Corvus Rex
Page 6
"'You cannot defeat them,' a somehow familiar voice said with an accent I'd heard before.
"I squinted to see, in the dim light, the face of a man in perhaps his twenties, long haired but clean shaven. He wore neither Dacian nor Roman garb but a sleeveless leather jerkin of foreign design. There were straps across his chest, which held a sword and scabbard to his back. I gaped, blinking. At first, I stumbled back a few feet, not believing my eyes.

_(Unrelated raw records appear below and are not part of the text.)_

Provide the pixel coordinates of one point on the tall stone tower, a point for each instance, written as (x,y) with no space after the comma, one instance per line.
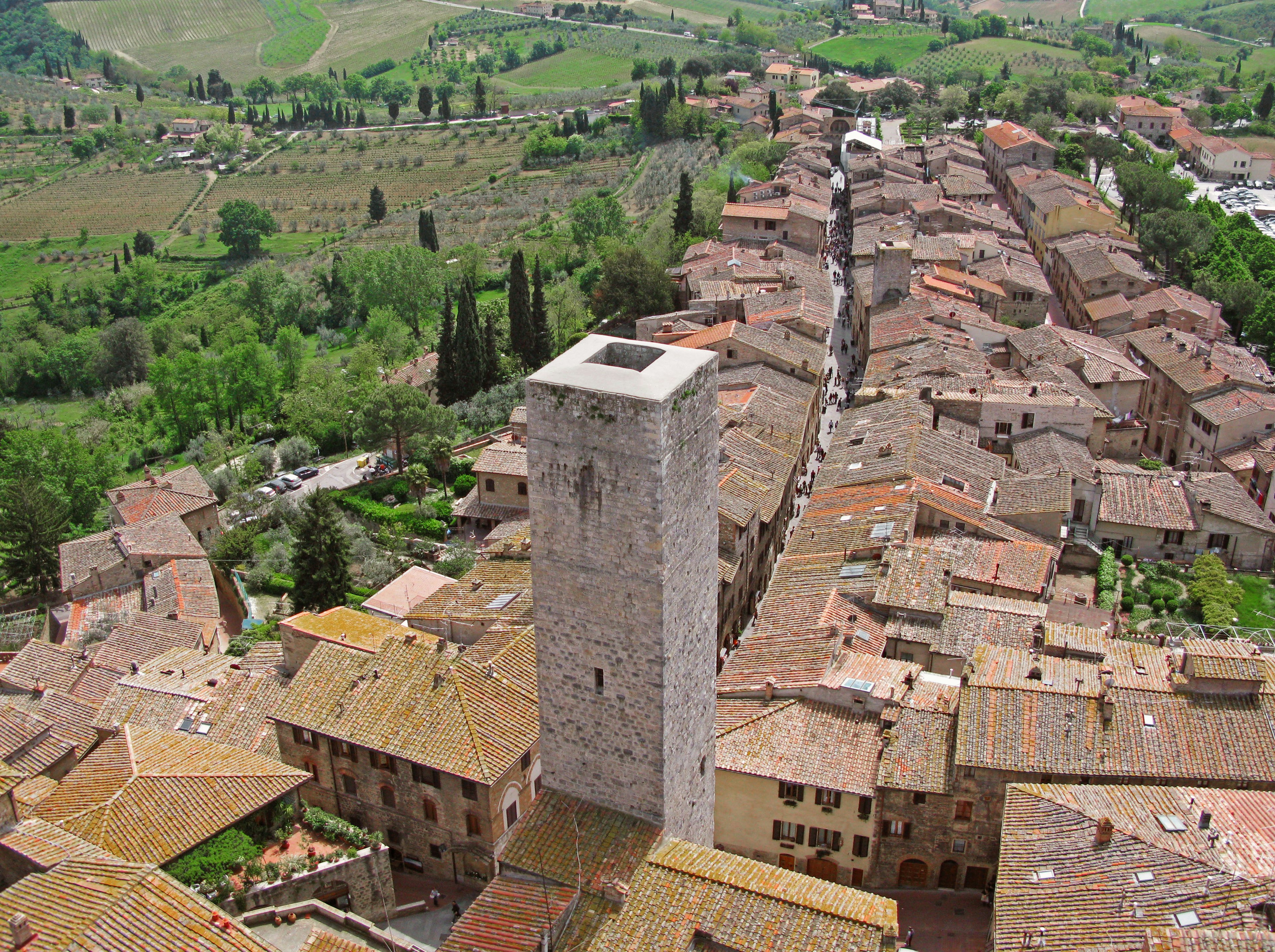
(622,460)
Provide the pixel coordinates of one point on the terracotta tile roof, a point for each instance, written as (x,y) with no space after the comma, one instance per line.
(109,905)
(1010,134)
(412,701)
(45,845)
(575,841)
(179,492)
(477,595)
(1233,404)
(184,588)
(150,797)
(1191,364)
(143,638)
(183,690)
(1052,726)
(1153,500)
(685,893)
(1164,938)
(503,459)
(410,589)
(1050,450)
(346,626)
(1144,879)
(29,744)
(1222,496)
(917,751)
(1038,494)
(419,371)
(509,915)
(801,742)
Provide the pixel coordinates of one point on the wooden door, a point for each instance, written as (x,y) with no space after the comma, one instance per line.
(913,875)
(821,870)
(976,877)
(948,873)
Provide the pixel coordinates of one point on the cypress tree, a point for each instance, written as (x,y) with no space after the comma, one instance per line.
(470,345)
(32,523)
(1264,105)
(540,319)
(490,352)
(377,208)
(521,336)
(447,352)
(323,563)
(683,212)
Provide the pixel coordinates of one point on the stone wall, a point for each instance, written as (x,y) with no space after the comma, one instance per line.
(624,510)
(367,877)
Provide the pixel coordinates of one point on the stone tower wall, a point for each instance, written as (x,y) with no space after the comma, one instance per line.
(624,516)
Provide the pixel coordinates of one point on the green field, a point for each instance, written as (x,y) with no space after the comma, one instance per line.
(1208,46)
(990,53)
(578,68)
(903,49)
(300,30)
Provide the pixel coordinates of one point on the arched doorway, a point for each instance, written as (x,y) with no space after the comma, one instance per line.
(948,875)
(913,875)
(821,868)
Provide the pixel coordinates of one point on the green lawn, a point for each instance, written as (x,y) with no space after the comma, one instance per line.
(578,68)
(20,264)
(852,49)
(281,244)
(1258,610)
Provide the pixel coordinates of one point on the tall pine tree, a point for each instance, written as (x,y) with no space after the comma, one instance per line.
(521,336)
(684,214)
(323,556)
(540,319)
(447,379)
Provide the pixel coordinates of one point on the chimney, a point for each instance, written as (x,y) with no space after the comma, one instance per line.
(892,272)
(1105,832)
(21,931)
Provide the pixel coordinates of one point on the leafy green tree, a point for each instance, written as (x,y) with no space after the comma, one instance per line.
(396,412)
(1172,234)
(1103,150)
(632,286)
(377,208)
(521,334)
(32,522)
(77,475)
(322,555)
(596,217)
(243,226)
(290,350)
(440,452)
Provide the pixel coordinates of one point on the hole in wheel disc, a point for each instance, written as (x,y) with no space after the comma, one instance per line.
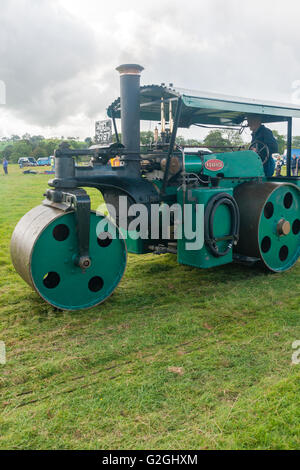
(288,200)
(104,239)
(96,284)
(283,253)
(266,244)
(51,280)
(296,227)
(61,232)
(268,210)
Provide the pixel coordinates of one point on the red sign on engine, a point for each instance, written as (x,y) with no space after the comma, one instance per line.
(214,164)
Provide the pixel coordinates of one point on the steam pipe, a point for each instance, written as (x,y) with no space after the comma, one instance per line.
(130,114)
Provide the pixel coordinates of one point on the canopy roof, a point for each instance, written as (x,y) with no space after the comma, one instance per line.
(206,108)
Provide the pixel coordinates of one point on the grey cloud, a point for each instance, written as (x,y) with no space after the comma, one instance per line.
(56,66)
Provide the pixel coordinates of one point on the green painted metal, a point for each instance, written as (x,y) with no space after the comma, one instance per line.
(203,258)
(206,108)
(283,251)
(76,288)
(133,243)
(244,164)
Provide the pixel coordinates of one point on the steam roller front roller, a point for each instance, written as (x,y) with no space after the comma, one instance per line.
(44,253)
(270,223)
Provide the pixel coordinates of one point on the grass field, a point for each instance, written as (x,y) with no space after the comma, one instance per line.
(177,358)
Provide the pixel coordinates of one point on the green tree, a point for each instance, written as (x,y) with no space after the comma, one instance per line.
(296,141)
(216,141)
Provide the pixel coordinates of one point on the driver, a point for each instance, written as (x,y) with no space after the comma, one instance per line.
(263,137)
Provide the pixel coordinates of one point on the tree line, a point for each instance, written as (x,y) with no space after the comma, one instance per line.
(38,146)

"'You do not need your blade here,' he said softly, and by some unexplainable compulsion, I found my hand lowering back to my side. 'I would never harm you.'
"'You?' I rasped. I had not seen him since childhood, in those dreams grown dusty and almost forgotten, but now they flooded back to me, every little detail: a surrounding void of blackness, a light far below me like a gate into another world. And then him, the guardian on the threshold who had frightened me far worse than anything I ever faced in the waking world. His clothing had changed only a little; the jerkin was new to me, but still the same style as before. It bore gashes as if torn in battle, as did his trousers. There was the same resplendent bird-headed golden torque around his neck, which was another means to identify him, but I mostly remembered that face. It had not changed at all in the years since I'd last seen it, and now he appeared to be younger than me.
"It was the stranger from the stairs."
✽✽✽
"So, he was real?" Howard asks incredulously.

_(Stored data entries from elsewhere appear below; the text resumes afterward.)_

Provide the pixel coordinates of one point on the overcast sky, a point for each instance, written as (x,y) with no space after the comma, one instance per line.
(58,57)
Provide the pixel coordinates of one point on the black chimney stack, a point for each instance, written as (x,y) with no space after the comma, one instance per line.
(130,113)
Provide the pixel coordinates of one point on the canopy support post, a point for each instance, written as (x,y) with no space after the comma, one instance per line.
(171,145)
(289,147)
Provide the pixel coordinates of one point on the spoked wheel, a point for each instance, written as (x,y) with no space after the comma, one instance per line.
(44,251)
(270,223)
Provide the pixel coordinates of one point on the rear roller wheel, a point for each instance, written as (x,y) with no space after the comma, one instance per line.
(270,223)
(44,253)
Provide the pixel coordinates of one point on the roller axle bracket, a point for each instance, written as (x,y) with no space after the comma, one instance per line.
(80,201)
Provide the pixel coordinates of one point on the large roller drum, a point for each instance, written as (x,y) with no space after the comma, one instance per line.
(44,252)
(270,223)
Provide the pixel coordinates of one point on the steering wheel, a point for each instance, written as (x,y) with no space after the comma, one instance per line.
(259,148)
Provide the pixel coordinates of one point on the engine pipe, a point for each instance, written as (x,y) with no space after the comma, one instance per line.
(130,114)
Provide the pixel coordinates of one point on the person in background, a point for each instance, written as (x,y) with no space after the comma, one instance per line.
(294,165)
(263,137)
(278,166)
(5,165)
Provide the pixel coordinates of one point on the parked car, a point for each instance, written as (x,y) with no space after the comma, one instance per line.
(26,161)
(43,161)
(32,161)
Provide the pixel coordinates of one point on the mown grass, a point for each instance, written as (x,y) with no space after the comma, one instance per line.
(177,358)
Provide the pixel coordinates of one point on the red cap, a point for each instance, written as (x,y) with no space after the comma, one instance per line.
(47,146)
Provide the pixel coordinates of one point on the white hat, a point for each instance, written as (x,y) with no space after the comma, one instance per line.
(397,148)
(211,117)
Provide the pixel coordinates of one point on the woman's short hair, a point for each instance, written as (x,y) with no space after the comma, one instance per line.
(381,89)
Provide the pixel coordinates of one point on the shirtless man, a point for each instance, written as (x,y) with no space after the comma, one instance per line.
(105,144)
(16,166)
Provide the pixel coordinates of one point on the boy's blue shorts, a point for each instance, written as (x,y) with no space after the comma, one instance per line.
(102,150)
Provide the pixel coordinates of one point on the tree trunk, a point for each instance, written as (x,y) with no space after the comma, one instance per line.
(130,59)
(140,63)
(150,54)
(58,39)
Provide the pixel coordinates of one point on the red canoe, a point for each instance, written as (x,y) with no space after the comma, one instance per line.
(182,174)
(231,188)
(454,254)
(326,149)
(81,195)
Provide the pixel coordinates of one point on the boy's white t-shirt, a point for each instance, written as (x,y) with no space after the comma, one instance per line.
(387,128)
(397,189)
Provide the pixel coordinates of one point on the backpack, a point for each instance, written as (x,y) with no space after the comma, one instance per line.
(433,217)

"Yes, very real, though at that moment I questioned my sanity when I saw him." For a moment I recall the figure, so distant over the course of time, yet ever near in my mind. "I declared immediately that he could not possibly be real, that thirst had finally begun to play with my head.

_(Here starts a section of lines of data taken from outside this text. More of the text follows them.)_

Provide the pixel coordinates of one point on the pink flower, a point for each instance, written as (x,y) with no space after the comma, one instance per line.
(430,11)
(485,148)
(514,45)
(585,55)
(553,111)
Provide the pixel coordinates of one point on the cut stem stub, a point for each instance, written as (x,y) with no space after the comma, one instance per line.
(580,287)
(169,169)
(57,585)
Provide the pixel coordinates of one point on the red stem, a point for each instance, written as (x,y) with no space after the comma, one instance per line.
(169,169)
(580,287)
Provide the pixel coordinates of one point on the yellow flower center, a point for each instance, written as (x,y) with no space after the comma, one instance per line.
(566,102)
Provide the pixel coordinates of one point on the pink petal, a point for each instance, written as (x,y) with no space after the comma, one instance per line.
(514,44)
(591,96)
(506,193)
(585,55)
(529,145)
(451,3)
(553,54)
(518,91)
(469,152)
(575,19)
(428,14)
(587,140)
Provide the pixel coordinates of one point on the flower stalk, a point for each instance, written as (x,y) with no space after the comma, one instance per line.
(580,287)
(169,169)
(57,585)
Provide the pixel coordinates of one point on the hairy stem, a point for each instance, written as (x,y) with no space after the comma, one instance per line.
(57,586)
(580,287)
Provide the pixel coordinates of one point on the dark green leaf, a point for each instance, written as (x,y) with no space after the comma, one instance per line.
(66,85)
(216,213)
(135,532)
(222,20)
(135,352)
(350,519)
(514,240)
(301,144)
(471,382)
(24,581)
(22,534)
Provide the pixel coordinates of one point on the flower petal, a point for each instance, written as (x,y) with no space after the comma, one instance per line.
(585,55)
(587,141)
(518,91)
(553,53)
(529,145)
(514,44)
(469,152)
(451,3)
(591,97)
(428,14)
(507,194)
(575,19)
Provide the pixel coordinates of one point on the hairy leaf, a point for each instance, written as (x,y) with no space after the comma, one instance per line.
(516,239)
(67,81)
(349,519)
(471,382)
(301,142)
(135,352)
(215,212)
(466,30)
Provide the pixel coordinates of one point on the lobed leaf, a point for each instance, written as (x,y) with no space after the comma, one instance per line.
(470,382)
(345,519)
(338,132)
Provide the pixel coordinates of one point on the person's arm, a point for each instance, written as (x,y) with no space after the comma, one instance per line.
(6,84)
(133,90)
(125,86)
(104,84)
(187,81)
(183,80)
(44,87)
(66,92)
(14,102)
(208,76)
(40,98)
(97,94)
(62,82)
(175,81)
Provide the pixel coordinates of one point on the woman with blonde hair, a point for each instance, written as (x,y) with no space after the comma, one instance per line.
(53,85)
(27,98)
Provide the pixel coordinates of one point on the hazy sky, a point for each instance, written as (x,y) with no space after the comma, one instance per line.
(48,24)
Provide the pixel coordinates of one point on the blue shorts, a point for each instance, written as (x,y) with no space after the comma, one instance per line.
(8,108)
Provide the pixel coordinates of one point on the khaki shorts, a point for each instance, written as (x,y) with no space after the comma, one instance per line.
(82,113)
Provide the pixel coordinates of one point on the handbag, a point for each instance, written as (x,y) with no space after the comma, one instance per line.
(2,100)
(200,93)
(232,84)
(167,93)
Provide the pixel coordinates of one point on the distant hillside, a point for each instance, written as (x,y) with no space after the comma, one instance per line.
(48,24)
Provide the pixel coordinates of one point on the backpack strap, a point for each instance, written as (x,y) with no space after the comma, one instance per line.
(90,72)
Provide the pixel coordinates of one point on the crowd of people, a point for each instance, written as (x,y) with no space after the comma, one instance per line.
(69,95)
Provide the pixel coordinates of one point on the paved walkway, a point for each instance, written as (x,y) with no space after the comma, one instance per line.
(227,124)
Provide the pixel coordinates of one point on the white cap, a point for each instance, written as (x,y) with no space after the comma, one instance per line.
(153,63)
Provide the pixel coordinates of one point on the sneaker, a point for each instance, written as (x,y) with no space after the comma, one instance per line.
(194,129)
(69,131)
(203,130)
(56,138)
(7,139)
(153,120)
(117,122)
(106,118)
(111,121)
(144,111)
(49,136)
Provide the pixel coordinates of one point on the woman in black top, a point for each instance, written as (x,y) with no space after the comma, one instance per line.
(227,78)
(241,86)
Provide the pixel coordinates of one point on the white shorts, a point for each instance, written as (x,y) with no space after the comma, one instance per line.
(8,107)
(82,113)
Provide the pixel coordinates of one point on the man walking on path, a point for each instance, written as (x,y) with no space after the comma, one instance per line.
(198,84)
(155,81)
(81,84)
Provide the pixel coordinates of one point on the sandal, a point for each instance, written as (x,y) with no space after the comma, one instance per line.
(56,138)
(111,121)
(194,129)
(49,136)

"'No, it is not,' he said with authority. 'You know that they will not stop, Zyraxes. It is Dacian gold they want, and it is Dacian gold they will have. Trajan was never to be trifled with.' Then he added under his breath as if speaking from experience, ‘Any more than Caesar.’
"'How do you know my name?' Strange instances induce strange logic. Not only was he a figure from my old dreams, but he seriously critiqued our handling of the war with Rome. I could have begun with any number of other questions that made more sense to the situation.
"He gave a dry chuckle as he looked me from head to toe, the glance so familiar and charging my every nerve. 'I've known you since you were a child, a new Dreamer come into the world. I never intended for you to ever see me, but then the steps tempted you.'
"His mention of Dreamers for that first time did not quite faze me except to think of the strange dreams I'd had in my early years. 'The steps,' I murmured and pictured them stretching down into that chasm of nothing, with that speck of light at the end.
"'The Steps of Light Slumber, the first juncture,' he said. 'You came to them again and again, and I dared not let you descend. The world below is wonderful and terrible, but there is risk there I could not let you take.'
"I cannot describe now the whirlwind of other questions that consumed me, but none made it to my lips to ask. I could not move, so I only stared at him dumbfounded. It began to faze me that every noise within the vicinity had gone quiet. I could not hear the people's prayers that had been a wave of murmurs moments ago. There were no crickets or night birds calling, and very little crackling from the fires.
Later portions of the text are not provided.